STOCCOLMA – La nostra generazione ha un’opportunità unica. Se ci impegniamo seriamente, potremo essere i primi nella storia dell’uomo a non lasciare niente ai nostri figli: niente emissioni di gas serra, niente povertà e niente perdita di biodiversità.

Questo è il percorso che i leader mondiali hanno stabilito nel corso del loro incontro lo scorso 25 settembre presso le Nazioni Unite a New York per adottare gli obiettivi di sviluppo sostenibile. I 17 obiettivi vanno dal porre fine alla povertà e migliorare la salute a proteggere la biosfera del pianeta e a garantire energia per tutti. Questi target sono emersi a seguito del più grande vertice nella storia delle Nazioni Unite, ovvero la “conferenza Rio+20” del 2012, seguita dalla più ampia consultazione mai portata avanti dalle Nazioni Unite.

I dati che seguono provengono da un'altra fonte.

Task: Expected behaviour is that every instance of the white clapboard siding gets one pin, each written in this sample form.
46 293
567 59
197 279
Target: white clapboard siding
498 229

Diversamente dagli obiettivi precedenti,ovvero gli obiettivi di sviluppo del millennio focalizzati quasi esclusivamente sui paesi in via di sviluppo, i nuovi obiettivi globali sono universali e si applicano a tutti i paesi allo stesso modo. L’adozione di questi obiettivi indica un’accettazione diffusa del fatto che tutti i paesi condividono la responsabilità di mantenere la stabilità a lungo termine dei cicli naturali della terra dai quali dipende la capacità del pianeta di sostenerci.